Americans are more health-conscious than ever, especially near the beginning of the year, so they’re looking for heart-healthy meals and diets.

The Centers for Disease Control reports that most Americans eat out four to five times a week, and one of those meals alone could contain more sodium than the recommended daily allowance for most people. 2,300 milligrams a day. Excess intake of sodium can lead to stroke and heart disease via high blood pressure.

A report, From Menu to Mouth: Opportunities for Sodium Reduction in Restaurants, published in CDC’s journal, Preventing Chronic Disease, said it is a challenge for consumers to control the sodium content in restaurant food since sodium is already added to meals before it reaches the table. However, but restaurants can work with public health officials to provide consumers with lower levels of sodium.

The report suggests a multitude of ways that lower-sodium meals can be made attractive to customers. One suggestion is for health department dietitians to help restaurants figure out how much sodium is actual in their dishes, and point out choices they can make to swap in for lower sodium. Additionally, lower sodium dishes could be offered at a slightly lower price to entice customers to eat healthier. Information can help all parties, with restaurants both explaining to food service staff why lower-sodiudm dishes are better for them (and how to prepare them), with signage and menus indicating sodium content to customers.

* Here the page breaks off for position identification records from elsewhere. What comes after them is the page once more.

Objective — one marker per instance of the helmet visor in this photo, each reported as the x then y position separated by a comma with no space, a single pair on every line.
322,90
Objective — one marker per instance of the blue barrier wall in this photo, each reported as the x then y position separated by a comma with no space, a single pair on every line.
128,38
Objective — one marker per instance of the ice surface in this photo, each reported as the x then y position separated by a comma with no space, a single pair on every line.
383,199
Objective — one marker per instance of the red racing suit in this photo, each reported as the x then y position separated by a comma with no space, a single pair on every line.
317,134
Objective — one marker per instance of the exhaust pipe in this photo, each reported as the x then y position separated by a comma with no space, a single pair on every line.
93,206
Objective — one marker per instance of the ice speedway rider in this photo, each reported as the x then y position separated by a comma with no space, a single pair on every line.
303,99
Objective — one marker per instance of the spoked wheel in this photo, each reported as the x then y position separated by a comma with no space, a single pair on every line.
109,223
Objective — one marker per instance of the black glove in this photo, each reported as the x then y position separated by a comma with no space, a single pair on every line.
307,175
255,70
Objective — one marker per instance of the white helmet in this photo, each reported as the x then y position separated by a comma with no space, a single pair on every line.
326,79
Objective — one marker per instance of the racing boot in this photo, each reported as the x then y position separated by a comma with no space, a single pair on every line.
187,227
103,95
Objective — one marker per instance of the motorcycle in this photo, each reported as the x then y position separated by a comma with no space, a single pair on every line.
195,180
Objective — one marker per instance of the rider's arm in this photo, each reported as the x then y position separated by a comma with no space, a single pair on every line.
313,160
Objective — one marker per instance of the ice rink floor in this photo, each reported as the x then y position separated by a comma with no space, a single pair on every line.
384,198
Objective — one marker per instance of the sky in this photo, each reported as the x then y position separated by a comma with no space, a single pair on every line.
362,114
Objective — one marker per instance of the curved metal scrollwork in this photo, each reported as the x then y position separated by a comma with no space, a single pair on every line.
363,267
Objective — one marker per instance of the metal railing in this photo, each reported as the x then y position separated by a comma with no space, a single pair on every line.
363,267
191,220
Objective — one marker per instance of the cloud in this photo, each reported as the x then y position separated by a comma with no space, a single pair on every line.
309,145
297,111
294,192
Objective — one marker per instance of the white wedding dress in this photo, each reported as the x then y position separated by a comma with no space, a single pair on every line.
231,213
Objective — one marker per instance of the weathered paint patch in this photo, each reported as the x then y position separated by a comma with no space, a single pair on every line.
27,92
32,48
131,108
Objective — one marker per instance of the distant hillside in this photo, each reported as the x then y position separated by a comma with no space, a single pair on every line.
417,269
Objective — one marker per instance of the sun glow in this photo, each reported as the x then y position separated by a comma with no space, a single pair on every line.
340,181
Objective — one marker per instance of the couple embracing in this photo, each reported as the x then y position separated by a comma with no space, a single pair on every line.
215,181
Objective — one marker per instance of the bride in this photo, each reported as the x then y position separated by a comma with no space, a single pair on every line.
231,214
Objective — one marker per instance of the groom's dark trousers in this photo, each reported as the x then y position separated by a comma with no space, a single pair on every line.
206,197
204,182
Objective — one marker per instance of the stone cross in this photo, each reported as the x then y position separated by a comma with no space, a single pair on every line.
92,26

It’s not to say salt is an entirely a bad concept, especially when it comes to taste in the menu. The Guardian points out all the miracles it can do for food. Salt can reduce bitterness (which is why coffee fans add a pinch to their brews), bring out sweetness, and even increase the smell of food. The article points out that salt added at the table can dominate, which works fine for chips and fries, but added at the appropriate time during the cooking or baking process, can improve flavors, textures, and even smells.

As a responsible restaurant, you’ll need to figure out the perfect balance with salt. To one extent, it’ll enhance flavors, tastes, and smells, but it’ll also enhance the chances for stroke and heart disease. You may want to look into a lower-sodium menu, or even take a brave step and only allow customers to add salt to their dishes, not the kitchen.

If you want your customers for a number of years, you might want to keep them in great shape.